The National Education Association’s mission to drive Charles and David Koch, the two wealthy philanthropist brothers from Kansas, into the sea is showing no signs of slowing down. According to its latest Labor Department filing, the nation’s biggest union gifted $150,000 (up from a mere $100,000 the year before) to the American Bridge, a leftist hit-PAC whose mission is to annihilate every politico whose politics run to the right of the late Joe Stalin. (Nothing new here: Over the years, NEA has lavished gifts on such leftist stalwarts as MALDEF, People for the American Way, Media Matters, ACORN, Al Sharpton’s National Action Network and Occupy Wall Street.)
The American Bridge’s latest gambit is to remove the Koch brothers’ influence from 250 campuses where they support educational initiatives in economics, philosophy, entrepreneurship, criminal justice and other disciplines.
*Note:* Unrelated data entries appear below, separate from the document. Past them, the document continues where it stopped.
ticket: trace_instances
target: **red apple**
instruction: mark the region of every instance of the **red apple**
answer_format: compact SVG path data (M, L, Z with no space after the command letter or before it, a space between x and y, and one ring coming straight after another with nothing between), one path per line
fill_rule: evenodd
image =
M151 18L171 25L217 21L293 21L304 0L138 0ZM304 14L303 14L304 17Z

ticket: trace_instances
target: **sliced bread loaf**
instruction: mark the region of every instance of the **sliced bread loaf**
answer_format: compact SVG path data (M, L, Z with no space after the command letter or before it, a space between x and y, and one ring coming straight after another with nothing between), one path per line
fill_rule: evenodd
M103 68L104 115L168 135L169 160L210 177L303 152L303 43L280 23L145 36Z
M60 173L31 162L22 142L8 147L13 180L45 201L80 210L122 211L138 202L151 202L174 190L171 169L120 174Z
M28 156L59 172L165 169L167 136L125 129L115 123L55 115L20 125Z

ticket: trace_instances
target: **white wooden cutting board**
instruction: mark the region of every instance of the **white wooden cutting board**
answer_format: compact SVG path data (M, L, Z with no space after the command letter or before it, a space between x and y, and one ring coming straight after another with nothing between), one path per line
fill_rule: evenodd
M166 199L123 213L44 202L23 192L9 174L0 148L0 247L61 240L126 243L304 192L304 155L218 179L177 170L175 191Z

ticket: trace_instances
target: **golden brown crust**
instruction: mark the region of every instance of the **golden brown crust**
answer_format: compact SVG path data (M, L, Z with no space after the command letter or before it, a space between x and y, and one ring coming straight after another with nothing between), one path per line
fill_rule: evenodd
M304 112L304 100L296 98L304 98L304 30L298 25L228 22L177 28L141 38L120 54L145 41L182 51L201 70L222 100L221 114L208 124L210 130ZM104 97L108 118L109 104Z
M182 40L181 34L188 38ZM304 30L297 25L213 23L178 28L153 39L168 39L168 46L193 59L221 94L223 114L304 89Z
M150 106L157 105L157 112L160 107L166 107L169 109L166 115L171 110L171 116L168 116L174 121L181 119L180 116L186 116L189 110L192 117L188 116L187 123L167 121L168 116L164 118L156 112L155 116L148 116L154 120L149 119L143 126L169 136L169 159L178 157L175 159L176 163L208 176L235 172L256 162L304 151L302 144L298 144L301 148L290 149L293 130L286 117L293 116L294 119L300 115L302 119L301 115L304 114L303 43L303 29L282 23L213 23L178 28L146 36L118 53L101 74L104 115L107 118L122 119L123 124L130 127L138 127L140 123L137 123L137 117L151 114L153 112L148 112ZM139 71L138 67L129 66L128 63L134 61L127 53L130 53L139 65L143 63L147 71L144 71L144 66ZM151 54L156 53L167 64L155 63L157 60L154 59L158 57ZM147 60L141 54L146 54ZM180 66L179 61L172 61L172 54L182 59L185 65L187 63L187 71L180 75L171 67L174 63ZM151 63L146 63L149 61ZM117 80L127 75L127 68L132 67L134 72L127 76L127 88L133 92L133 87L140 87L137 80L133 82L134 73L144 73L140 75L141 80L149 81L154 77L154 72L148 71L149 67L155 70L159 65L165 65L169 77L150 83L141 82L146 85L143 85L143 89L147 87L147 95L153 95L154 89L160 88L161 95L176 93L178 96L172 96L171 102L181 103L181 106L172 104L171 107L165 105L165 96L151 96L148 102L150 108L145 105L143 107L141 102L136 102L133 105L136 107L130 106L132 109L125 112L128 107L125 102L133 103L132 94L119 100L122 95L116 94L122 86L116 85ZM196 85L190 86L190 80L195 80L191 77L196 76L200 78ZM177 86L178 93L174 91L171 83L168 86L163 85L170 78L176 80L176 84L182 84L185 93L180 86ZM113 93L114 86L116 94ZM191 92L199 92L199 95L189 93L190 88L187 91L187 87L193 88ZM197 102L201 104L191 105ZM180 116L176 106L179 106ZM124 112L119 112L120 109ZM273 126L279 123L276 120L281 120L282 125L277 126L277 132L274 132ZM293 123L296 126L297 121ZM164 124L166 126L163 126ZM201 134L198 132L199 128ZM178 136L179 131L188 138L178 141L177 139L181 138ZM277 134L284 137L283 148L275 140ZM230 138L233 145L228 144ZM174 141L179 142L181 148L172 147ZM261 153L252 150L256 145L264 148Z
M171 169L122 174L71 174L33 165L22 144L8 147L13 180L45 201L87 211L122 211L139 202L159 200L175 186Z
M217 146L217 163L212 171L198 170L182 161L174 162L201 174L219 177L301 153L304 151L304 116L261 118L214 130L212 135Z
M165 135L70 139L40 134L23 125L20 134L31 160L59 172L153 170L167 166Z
A recent case in point: Mississippi State will soon launch the Institute for Market Studies, which was made possible in part by a $365,000 grant from the Charles Koch Foundation. But before its launch, American Bridge filed an open-records request seeking emails between professors, and between the school’s faculty and the Koch foundation. This is nothing more than an intimidation tactic to discourage the faculty from participating in the venture.
Sadly the above is hardly an isolated incident. “UnKoch My Campus,” another group of NEA fellow travelers, is busy all over the country trying rid our schools of the dreaded brothers. From the NEA website,
Between 2005 and 2013, the billionaire Koch brothers spent at least $68 million on college and university campuses — to fund faculty, research and publications, and to spread their anti-worker gospel to generations of students.
Last week, NEA Higher Ed faculty and staff leaders sat down in a windowless room in Orlando, Fla., and pledged to shine a light on those Koch campus investments — as well as the pernicious effects of the broad ‘corporatization’ of public higher education.
‘This is about corporate interests trying to control higher education. The Koch brothers are just one of those interests,’ said Theresa Montano, president of NEA’s National Council for Higher Education, who called for greater transparency of where that money goes and what exactly it buys.